Go to contents

Rethinking fairness in sports admissions

Posted May. 06, 2026 07:55,   

Updated May. 06, 2026 07:55


“Students at foreign language high schools are working incredibly hard.”

That comment came more than a decade ago from an official at the Korea Rowing Association, when asked whether rowing was also being pursued as a recreational sport. At the time, the merger of the Korea Olympic Committee and the Korea Council of Sport for All was a major issue in the sports sector. The official added that elite athletes were also offering private rowing lessons to earn extra income.

The reason was straightforward: rowing could help students gain admission to top overseas universities. The sport has long-standing academic traditions, with Oxford University and the University of Cambridge holding their first boat race in 1829, followed by Yale University and Harvard University in 1852. Up to the 2024 Paris Olympics, 1,509 athletes from eight Ivy League universities had competed, with rowing accounting for 450 of them, or 29.8%, the largest share among sports.
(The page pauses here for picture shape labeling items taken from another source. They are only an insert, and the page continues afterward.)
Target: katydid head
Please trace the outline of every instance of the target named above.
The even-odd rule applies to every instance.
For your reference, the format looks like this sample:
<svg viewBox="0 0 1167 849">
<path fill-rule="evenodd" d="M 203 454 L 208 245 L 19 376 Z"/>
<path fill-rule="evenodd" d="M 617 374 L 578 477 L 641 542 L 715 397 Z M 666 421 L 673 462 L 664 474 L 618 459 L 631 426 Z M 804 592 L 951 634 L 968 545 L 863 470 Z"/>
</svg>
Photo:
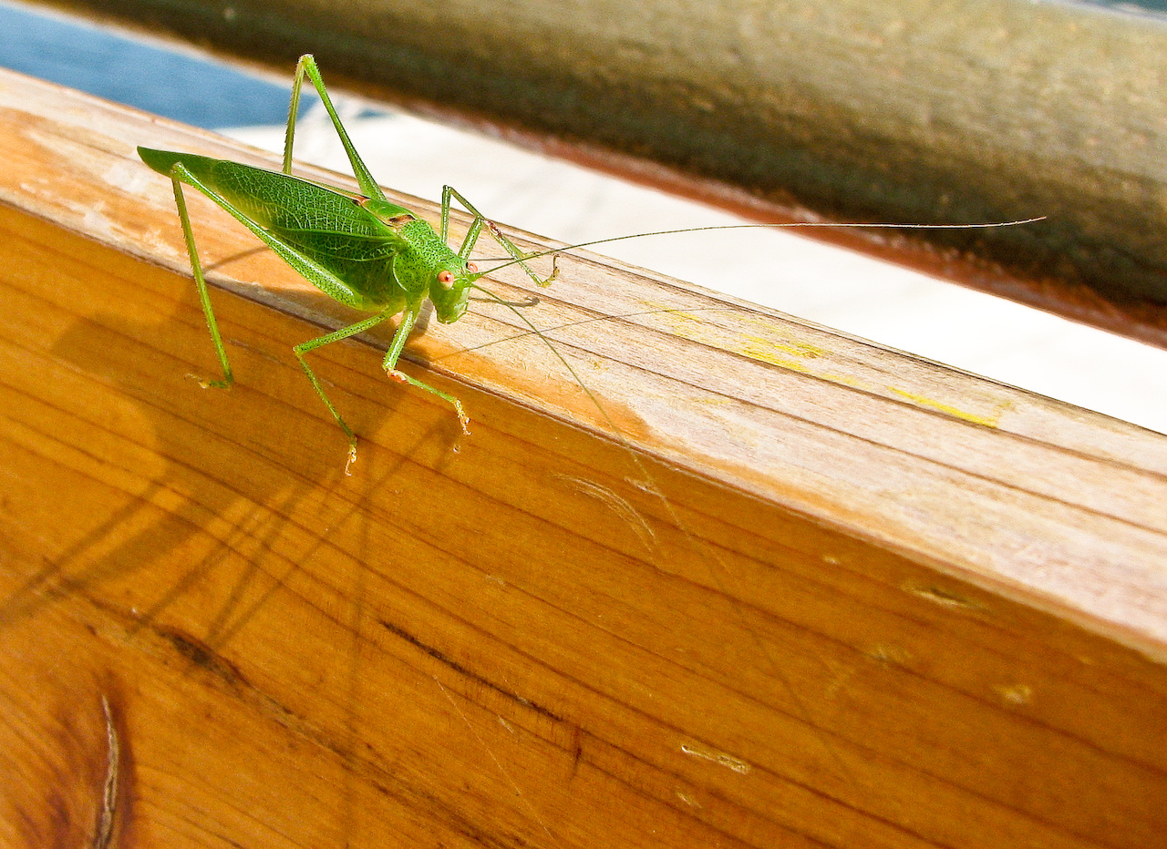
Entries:
<svg viewBox="0 0 1167 849">
<path fill-rule="evenodd" d="M 457 257 L 434 272 L 429 285 L 429 300 L 442 324 L 456 322 L 466 313 L 470 285 L 481 276 L 474 262 L 462 262 Z"/>
</svg>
At the 2026 Los Angeles Olympics, another sport closely tied to Ivy League schools, lacrosse, will also be added as an official event. Lacrosse is played with a stick called a crosse, which resembles a netted scoop, and a rubber ball slightly smaller than a baseball is passed between players in an attempt to score against the opposing team. Ivy League schools are not traditionally strong in major team sports such as basketball or American football, but lacrosse is an exception. Cornell University, an Ivy League member, is the defending NCAA Division I men’s champion.
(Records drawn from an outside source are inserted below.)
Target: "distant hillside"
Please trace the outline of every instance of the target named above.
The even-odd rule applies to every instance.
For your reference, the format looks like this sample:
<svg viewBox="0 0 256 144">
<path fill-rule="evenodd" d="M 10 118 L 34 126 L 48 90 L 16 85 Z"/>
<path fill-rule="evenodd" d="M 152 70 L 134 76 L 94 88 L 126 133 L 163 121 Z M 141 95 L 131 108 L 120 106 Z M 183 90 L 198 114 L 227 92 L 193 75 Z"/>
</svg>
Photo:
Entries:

South Korea also runs a high school lacrosse competition. The question is which schools take part. As expected, the answer is largely specialized institutions. In the 2026 Under-19 Lacrosse Division League, which begins on May 23, 10 schools will compete in the men’s and women’s divisions: Gyeonggi Foreign Language High School, Korea Minjok Leadership Academy, St. Johnsbury Academy Jeju, St. Paul Academy Seoul, Yongin Korean Minjok Leadership Academy, Incheon POSCO High School, Incheon Haeneul High School, Cheongshim International Middle and High School, Chungnam Samsung Academy and Hanmin High School. All are either special-purpose high schools, autonomous private schools or international schools.

It would not be surprising if some of the participants have taken private lacrosse lessons. That raises a broader question: is building these kinds of “specialized credentials” for overseas university admissions an example of excessive effort? And if so, is it any less intense when students pursuing athletic recruitment admissions focus almost entirely on training while stepping away from broader school life?

Hongik University has announced that starting with the 2027 academic year, it will rename its “athletic special admissions” track as “athletic excellence admissions.” Instead of selecting students solely based on competition results, the first round of screening will shift to high school academic records beginning next year. In response, parents of student-athletes staged a protest outside the campus, arguing that current high school students can still choose other universities, while those already in the system will bear the consequences. Whether parents demonstrating on behalf of adult children amounts to overreach has itself become part of the debate.

What is clear is that most students in South Korea, outside these specialized academic or athletic tracks, live largely disconnected from organized sports. As a result, even the phrase “sports is study” has effectively been claimed by those preparing for athletic admissions. In an era when artificial intelligence is expected to outperform humans in many academic fields, one question remains: could time spent in physical training offer a more tangible edge for the future than academic competition alone? Students in elite overseas preparatory tracks appear to think so.